Hido responds, “You are very perceptive. Yes, that is the only house at night that does not have a light on the window. I chose that particular one because it was actually a place that a lot of my ideas about home and loss and longing came to fruition. What I found was really remarkable to me as it was a neighborhood that had simply been walked away from my many of its inhabitants.” He continues very usefully to explain his feeling and practice “Yes, it’s true that most of my photographs of homes at night have a light on in the window. That is a very important part to me as it implies that someone is in there. I have often said; “The lights come on and the inside seeps to the outside.””
figure 3
What fascinated me on reading Hido further is that he often manages to find his way into homes and here is his observation in response to this question “You frequently have photographed interiors. How did you find the places, do some of them have a special meaning for you?”

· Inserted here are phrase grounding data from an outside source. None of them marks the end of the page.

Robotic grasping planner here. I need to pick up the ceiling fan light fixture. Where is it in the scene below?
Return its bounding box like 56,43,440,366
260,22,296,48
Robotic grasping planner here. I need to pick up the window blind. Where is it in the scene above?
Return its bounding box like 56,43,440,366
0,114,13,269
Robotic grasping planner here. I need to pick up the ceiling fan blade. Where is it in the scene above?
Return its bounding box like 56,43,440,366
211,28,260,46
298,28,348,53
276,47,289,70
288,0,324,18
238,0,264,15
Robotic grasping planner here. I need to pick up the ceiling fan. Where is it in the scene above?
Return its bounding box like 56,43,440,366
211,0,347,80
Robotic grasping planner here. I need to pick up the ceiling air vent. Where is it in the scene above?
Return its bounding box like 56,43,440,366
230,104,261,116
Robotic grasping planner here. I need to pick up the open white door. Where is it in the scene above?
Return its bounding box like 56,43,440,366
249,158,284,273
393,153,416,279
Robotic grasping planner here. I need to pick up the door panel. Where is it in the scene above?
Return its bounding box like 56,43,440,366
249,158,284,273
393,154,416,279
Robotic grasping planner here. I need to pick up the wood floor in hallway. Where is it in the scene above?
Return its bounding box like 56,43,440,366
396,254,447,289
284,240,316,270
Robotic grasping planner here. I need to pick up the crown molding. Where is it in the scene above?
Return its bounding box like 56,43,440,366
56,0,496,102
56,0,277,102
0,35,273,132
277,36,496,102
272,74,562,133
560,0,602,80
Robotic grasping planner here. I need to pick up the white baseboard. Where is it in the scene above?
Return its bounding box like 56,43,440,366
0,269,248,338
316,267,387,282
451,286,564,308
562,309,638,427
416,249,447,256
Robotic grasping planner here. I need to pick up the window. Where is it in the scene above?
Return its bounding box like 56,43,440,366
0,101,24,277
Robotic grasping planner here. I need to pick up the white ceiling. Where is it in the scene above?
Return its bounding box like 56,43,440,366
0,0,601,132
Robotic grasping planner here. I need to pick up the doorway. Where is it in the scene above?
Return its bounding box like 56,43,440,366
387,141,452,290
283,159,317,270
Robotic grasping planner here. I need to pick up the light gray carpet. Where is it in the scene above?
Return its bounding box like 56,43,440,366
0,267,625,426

Hido responds “Yes, I love to photograph interiors. They often add another layer of narrative to a sequence of photographs. And I really like what that does—it sort of brings the viewer inside of the home”. See figure 4.
figure 4
Summary
My practice is a sort of inverse of Hido. He finds light as a source of life; I find emptiness as a source of life dissipated. His edited exception is a lifeless house captured via its setting and architecture; my edited exception is one of life at the core of a purposeful architecture. Hence the inverse.
Yes Hido’s emotional stance, his feelings for loss and longing are very much the centre of practice. He finds human trace, so do I. There is a commonality alongside the inverse.